Fig. 10: Models of R919*-conferred channel hyperactivity.

a R919* TRPA1 patients are heterozygotes and carry WT and R919* TRPA1 copies. WT and R919* hTRPA1 protein subunits can assemble into separate homomeric complexes that are active and inactive, respectively. WT and R919* hTRPA1 subunits may also co-assemble into hyperactive hetero-tetrameric channels of four possible subunit stoichiometries and configurations. We propose these heteromeric channels confer gain-of-function. b In WT TRPA1 channels, electrophile agonist-evoked gating involves rearrangements in the cytoplasmic domains including conformational flipping of the activation loop, contraction of the coiled coil and adjacent ankyrin repeat domain (ARD), and a sliding rotation of the TRP domain towards the central channel axis (light green arrows).
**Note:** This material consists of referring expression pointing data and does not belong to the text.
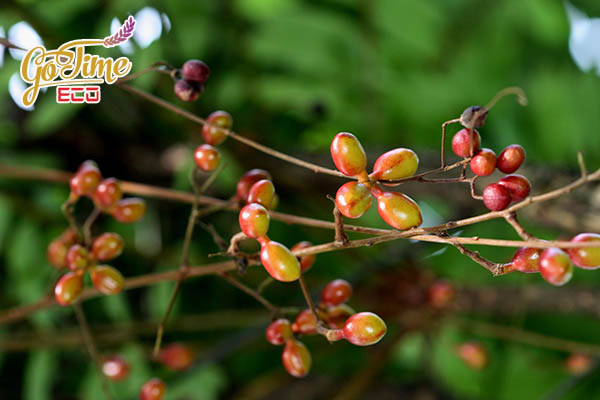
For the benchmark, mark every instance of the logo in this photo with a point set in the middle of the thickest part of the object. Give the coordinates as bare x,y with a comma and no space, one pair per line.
75,73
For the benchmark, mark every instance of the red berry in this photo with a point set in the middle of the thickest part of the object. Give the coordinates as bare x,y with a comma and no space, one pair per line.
474,355
483,162
353,199
364,329
129,210
305,261
461,142
215,133
154,389
86,179
555,266
107,193
585,257
68,288
511,158
305,323
207,157
578,364
195,70
527,259
395,164
254,220
296,358
279,262
441,294
348,154
263,193
188,90
115,368
107,246
106,279
56,253
518,186
77,257
176,357
279,331
336,292
249,179
398,210
337,315
496,197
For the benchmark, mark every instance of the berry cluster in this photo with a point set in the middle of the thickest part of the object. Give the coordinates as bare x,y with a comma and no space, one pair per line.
190,85
106,194
554,264
353,199
214,133
360,329
257,191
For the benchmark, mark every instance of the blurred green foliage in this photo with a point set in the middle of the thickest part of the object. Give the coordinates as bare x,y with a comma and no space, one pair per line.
292,73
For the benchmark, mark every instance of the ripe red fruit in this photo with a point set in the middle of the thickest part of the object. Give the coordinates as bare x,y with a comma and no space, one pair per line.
249,179
56,253
263,193
279,331
106,279
215,133
107,246
86,179
305,323
107,193
154,389
527,259
305,261
68,288
129,210
474,355
348,154
395,164
188,90
461,142
555,266
176,357
195,70
398,210
207,157
336,316
115,368
296,358
364,329
254,220
496,197
279,262
353,199
77,257
441,294
336,292
511,158
518,186
585,257
483,162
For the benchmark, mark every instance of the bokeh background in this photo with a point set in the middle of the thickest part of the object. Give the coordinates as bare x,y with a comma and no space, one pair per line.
293,73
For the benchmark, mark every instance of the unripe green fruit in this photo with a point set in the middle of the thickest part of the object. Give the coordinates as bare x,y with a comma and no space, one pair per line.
395,164
68,288
348,154
353,199
364,329
107,280
254,220
279,262
296,358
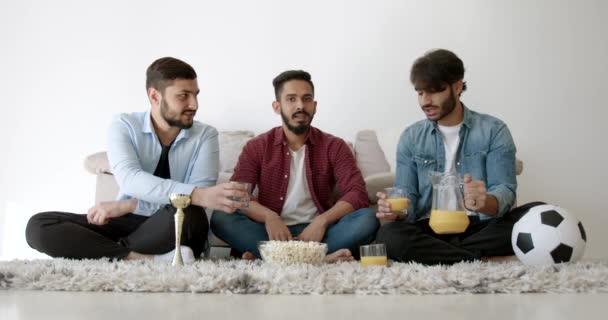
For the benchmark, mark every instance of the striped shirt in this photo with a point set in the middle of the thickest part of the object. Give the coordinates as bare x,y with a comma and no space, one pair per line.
265,163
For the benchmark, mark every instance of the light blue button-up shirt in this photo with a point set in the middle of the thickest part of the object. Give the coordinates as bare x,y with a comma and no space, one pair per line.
486,152
134,151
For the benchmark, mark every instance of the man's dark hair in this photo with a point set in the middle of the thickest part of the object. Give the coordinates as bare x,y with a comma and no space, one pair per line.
437,69
162,72
287,76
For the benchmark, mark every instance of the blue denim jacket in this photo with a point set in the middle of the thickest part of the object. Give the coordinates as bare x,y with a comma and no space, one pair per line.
486,152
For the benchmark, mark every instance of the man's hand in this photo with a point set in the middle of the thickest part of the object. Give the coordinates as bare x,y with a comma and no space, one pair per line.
384,209
276,229
475,193
101,213
315,231
220,197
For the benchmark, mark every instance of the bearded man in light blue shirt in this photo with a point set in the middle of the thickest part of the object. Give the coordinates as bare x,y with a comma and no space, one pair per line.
152,155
These conformational changes occur with concerted dilation of the upper and lower gates in the S6 transmembrane helix and selectivity filter, which are coupled through straightening of the S5 transmembrane helix (dark green arrows). Loss of the cytoplasmic C-terminus and S6 transmembrane helix in the R919* mutant contribute to conferred hyperactivity in WT-R919* heteromer channels to different degrees (indicated by gradations of pink). Electrophile modification (orange star) of reactive cysteines (yellow circle) in R919* subunits may communicate channel activation to the pore through associated WT subunits via contraction of the ARD and coiled coil domains (purple arrow 1) that could propagate up to the allosteric nexus (purple arrow 2). Two subunits are shown for clarity.